Le pas de danse de ce système d’étoiles double présente toutefois de soudaines irrégularités. Caractérisée par un puissant champ magnétique et une rotation rapide, la naine blanche du système AR Sco accélère des électrons au point de leur conférer une vitesse proche de celle de la lumière. En fouettant l’espace, ces particules de haute énergie libèrent un rayonnement semblable à celui d’un phare qui vient frapper la surface de la naine rouge froide et entraînent le système binaire dans un spectaculaire régime de pulsations lumineuses : chaque 1,97 minute, le système semble en effet s’embraser puis s’éteindre. Ces pulsations lumineuses sont notamment composées d’ondes radio, qui jamais auparavant n’avaient été détectées au sein d’un système abritant une naine blanche.
Le principal auteur de cette étude, Tom Marsh du Groupe d’Astrophysique de l’Université de Warwick, revient sur cette découverte : “AR Scorpii a été découvert voici 40 ans, mais sa véritable nature nous est demeurée inconnue jusqu’en 2015, date à laquelle nous avons commencé à l’observer. Dès les premières minutes, nous avons compris que nous observions quelque chose d’extraordinaire.”
Les propriétés observées d’AR Sco sont uniques … et énigmatiques à la fois. Le fait que le rayonnement s’étende sur une large bande de fréquences témoigne d’une émission en provenance d’électrons accélérés le long de lignes de champs magnétiques, ce qui peut s’expliquer par la rotation rapide de la naine blanche. L’origine des électrons demeure mystérieuse toutefois – le lien avec la naine blanche ou son compagnon plus froid ne peut être formellement établi.
AR Scorpii fut pour la première fois observé au début des années 1970. Ses variations régulières de luminosité – toutes les 3,6 heures – ont alors incité à le classer, de manière erronée, parmi les étoiles variables [4]. La véritable source de variations d’intensité du système AR Scorpii a été caractérisée grâce aux efforts combinés d’astronomes amateurs et professionnels. De semblables comportements pulsants ont été observés auparavant, chez les étoiles à neutrons – qui figurent parmi les objets les plus denses de l’Univers, mais pas chez les naines blanches.

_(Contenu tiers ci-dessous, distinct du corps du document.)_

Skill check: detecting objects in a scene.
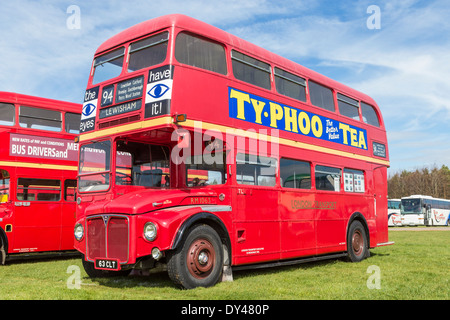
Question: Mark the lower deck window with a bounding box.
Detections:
[315,166,342,191]
[236,153,277,187]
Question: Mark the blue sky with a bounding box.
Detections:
[0,0,450,173]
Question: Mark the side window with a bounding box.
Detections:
[337,93,359,120]
[128,31,169,72]
[64,112,81,134]
[361,102,380,127]
[231,50,271,89]
[0,103,15,126]
[236,153,277,187]
[275,68,306,101]
[186,152,226,187]
[308,81,335,111]
[92,47,125,84]
[0,169,10,203]
[315,166,342,191]
[344,169,366,192]
[64,180,77,201]
[17,178,61,201]
[280,159,311,189]
[175,32,227,74]
[19,106,62,131]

Boris Gänsicke de l’Université de Warwick, co-auteur de cette nouvelle étude, conclut ainsi : “Nous connaissons les étoiles à neutrons pulsantes depuis près de cinquante ans, et certaines théories ont envisagé la possibilité que les naines blanches arborent un comportement similaire. La découverte d’un tel système est très excitante, et constitue un formidable exemple de collaboration entre astronomes amateurs et professionnels.”
Notes
[1] Les observations à la base de ce travail de recherche ont été menées grâce aux instruments suivants : le Very Large Telescope de l’ESO (VLT) au Cerro Paranal, Chili, les Télescopes William Herschel et Isaac Newton du Groupe de Télescopes Isaac Newton installé sur l’île espagnole de La Palma aux Canaries, le Réseau Compact de Télescopes Australiens à l’Observatoire Paul Wild de Narrabri en Australie, le Télescope Spatial Hubble du consortium NASA/ESA, et le satellite Swift de la NASA.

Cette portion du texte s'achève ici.